Your deposit when buying off the plan

We’ve already discussed that when you buy off the plan, you may need to pay a deposit (commonly between 5% and 20%) when signing the contract of sale. 

Let’s unpack things a bit more...

Let’s say your property’s value goes up while it’s being built. This would be good news because your loan to value ratio (LVR) may go down.

Your LVR is important because it will affect whether you need to pay the added cost of Lenders Mortgage Insurance (LMI) on your loan. LMI is insurance you pay for, but which protects the bank (not you) if you default on your loan and the money from selling your security property is not enough to repay your loan. 

As a rule of thumb, the lower your LVR, the better.

How LVR could affect your deposit

Let’s use an example to help explain how things work. To keep things simple, we've left out some of the fees and costs you may have to pay when buying a house.

  • Let's say you agree to purchase a property for $500,000.
  • You have a deposit of $100,000, meaning you need to borrow $400,000.
  • This means your current LVR is 80% (i.e. your loan of $400,000 divided by the property value of $500,000).

Two years later, when it's time to settle:

  • The property’s value has gone up in value to $550,000.
  • Even if you still need to borrow $400,000, your LVR will go 80% to around 73%.
  • This is because $400,000 is only 73% of the current property value.

On the flip side, if the property value falls from $500,000 to $400,000, your LVR will go up. If you haven’t saved significantly more for your deposit, this may affect the likelihood of you getting a loan, or it could mean having to pay for LMI if you do get a new loan.

LVR is important so make sure you understand how it works

Saving a deposit when buying off the plan

The big question is: How do you come up with enough money for the deposit (plus upfront costs and fees)? For an off-the-plan property worth $750,000 and a 10% deposit, that means your deposit is $75,000. We’re not talking loose change here.

In most cases, lenders won’t let you borrow the deposit amount as part of a home loan. You’ll need to find the money yourself.

Here are some of the ways first home buyers may come up with the money:

  • Save more money. Read our tips on saving for a deposit.
  • Borrow from family. You could ask a family member for a loan. If you receive a cash gift or borrow from your family, you may still have to prove evidence of your own savings when you apply for your home loan.

Every person’s situation is unique, so be realistic about what you can afford. And be careful about borrowing from family and friends, as you don’t want to end up in a dispute with them if things go wrong.
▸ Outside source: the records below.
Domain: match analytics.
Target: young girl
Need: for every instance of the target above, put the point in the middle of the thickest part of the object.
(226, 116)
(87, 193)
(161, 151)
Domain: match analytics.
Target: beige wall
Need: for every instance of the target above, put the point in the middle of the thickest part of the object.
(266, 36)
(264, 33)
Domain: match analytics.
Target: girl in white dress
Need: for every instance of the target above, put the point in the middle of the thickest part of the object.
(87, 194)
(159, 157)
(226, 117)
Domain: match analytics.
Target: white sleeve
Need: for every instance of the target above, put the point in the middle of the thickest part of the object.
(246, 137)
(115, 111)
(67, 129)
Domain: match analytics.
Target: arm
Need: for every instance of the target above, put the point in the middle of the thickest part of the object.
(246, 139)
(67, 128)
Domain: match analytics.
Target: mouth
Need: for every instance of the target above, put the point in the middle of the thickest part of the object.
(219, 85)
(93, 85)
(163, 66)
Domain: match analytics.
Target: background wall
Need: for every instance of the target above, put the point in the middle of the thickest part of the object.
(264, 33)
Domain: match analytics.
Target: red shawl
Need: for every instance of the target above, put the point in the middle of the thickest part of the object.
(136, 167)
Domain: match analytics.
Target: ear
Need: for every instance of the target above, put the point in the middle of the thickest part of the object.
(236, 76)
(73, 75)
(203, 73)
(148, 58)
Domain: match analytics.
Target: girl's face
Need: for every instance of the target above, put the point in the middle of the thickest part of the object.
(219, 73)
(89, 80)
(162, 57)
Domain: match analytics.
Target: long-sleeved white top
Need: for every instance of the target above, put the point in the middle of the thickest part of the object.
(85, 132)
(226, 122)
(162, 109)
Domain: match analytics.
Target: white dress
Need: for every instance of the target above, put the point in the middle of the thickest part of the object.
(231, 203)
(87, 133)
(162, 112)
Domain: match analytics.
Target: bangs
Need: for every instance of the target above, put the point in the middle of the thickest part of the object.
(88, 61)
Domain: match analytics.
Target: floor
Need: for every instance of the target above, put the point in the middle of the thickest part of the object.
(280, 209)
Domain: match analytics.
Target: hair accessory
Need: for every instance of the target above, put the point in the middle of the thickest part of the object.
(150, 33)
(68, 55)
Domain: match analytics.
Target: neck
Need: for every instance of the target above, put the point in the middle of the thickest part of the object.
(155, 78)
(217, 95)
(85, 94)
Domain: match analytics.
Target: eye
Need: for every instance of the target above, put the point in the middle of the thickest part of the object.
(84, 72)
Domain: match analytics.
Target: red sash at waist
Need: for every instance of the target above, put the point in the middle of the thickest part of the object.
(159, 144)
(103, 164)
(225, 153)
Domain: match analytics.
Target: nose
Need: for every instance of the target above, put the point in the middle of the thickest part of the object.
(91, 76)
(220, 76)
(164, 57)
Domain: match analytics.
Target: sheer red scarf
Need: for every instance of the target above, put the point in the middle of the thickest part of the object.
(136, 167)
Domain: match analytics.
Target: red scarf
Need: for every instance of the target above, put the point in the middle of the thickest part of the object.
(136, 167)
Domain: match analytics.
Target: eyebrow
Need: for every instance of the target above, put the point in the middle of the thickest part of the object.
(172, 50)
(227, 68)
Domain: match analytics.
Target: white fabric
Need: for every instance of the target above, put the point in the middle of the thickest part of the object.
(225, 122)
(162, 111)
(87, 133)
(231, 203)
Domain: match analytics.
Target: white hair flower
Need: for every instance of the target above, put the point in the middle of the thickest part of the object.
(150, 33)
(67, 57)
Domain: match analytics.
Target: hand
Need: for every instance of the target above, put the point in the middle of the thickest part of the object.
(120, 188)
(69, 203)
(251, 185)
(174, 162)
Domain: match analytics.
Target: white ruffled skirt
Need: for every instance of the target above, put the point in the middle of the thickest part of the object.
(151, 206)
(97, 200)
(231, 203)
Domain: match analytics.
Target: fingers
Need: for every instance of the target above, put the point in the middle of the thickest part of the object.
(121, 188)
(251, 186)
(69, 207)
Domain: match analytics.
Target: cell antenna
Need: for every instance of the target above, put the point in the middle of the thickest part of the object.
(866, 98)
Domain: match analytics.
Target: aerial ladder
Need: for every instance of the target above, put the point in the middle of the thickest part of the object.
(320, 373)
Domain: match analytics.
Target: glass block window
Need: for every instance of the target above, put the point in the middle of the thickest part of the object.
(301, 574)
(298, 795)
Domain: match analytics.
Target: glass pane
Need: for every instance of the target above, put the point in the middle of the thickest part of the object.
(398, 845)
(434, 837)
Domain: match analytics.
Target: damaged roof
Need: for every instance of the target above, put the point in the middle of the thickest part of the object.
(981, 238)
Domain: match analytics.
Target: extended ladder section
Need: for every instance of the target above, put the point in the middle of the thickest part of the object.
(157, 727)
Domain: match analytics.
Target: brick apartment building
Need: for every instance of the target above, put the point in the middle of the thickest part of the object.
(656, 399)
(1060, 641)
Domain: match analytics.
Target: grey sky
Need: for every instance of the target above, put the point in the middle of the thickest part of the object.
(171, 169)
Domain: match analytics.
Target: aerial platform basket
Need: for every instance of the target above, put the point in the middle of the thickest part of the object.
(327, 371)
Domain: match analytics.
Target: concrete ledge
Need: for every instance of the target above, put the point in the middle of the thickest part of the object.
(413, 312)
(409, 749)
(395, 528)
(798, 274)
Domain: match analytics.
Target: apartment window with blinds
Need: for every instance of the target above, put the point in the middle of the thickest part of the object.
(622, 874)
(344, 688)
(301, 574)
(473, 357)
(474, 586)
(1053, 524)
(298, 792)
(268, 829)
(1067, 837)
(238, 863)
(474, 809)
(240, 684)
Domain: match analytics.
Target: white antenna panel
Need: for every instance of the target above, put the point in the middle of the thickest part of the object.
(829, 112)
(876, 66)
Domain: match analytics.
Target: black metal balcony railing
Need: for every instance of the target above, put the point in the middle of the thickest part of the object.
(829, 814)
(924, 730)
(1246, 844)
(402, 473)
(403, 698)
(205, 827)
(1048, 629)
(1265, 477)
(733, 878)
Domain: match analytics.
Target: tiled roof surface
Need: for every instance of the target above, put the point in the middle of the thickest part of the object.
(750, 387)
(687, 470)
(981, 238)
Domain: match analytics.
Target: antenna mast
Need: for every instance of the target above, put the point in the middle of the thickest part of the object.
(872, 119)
Some final tips to consider

  • Spend some time researching the developer, builder and architect to make sure they have a good track record.
  • Always check with the developer to see if they offer any of the benefits discussed above.
  • Find out what the process would be to fix any defects that have been identified when the building has been completed.
  • Find out how you’re covered if the developer goes bankrupt before completing the project. 
  • Make sure you read the terms and conditions very carefully before signing a contract. It is a good idea to seek advice from a lawyer or conveyancer before you sign so you can understand the costs and risks.